One bread-and-butter move of the bypass is the double line exclusion, or dublex. In the dublex, the same value sweeps two lines of two boxes in the same direction, forcing a placement in the third line  of the box they cross.  

Of course, new clues join right in, eliminating clues in other boxes. In all Sysudoku diagrams, added clues and pencil marks are in a script font, like the 1 above. Formal script numbers, like the other clues above, are givens, which define the puzzle.

The other bypass mainstay move is the crosshatch. Clues of the same value in two crossing lines  simultaneously sweep a box. Here,  E (East) and SW (yes, SouthWest)  1’s  sweep the W box, leaving only one cell for the W 1-clue, or as we name it in Sysudoku traces, W1. Where is W1?

Did I mention traces? A trace is a record of the solving actions.
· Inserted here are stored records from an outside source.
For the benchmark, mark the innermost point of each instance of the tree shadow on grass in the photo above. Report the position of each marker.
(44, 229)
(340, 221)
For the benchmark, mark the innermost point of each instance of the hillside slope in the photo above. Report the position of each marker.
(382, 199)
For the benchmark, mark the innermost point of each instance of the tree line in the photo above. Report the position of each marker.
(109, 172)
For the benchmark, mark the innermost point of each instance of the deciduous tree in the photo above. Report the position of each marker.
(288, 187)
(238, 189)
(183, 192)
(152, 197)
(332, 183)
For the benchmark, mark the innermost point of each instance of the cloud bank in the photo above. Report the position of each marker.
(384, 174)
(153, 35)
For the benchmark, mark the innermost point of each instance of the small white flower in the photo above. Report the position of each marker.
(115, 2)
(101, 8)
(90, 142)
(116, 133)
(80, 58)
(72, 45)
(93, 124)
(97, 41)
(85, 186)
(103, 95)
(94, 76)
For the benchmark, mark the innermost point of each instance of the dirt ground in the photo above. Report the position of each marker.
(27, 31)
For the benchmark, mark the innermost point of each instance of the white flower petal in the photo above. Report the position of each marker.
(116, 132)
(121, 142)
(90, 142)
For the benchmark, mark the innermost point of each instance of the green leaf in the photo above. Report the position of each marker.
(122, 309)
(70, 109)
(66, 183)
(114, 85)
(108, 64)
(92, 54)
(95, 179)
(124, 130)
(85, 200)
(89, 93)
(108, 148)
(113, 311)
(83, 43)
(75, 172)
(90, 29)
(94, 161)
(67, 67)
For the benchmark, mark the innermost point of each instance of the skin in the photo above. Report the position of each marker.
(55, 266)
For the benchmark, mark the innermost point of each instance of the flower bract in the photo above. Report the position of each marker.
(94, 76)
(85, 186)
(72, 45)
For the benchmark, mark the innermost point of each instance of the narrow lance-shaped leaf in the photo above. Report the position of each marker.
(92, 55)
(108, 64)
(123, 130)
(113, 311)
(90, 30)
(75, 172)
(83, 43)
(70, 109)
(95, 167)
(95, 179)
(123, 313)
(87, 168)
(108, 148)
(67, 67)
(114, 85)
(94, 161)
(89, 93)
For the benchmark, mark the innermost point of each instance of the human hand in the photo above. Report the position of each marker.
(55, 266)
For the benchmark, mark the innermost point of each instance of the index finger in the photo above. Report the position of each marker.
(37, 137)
These pages will show you many advantages of tracing, when dealing with hard puzzles.  In Sysudoku traces, space is saved by not saying why or exactly where in the box the change occurs. Instead, the trace reader knows, or figures out, why the change occurs. They post each placement to the grid as they read. In this case W1 goes into r6c1. On partial grids, you have to look where it is cut off. Was that your answer?

OK, let’s do the bypass with a trace on a 5-star puzzle. This one was offered in Dave Green’s the Akron Beacon Journal on December 10, 2017, a Sunday.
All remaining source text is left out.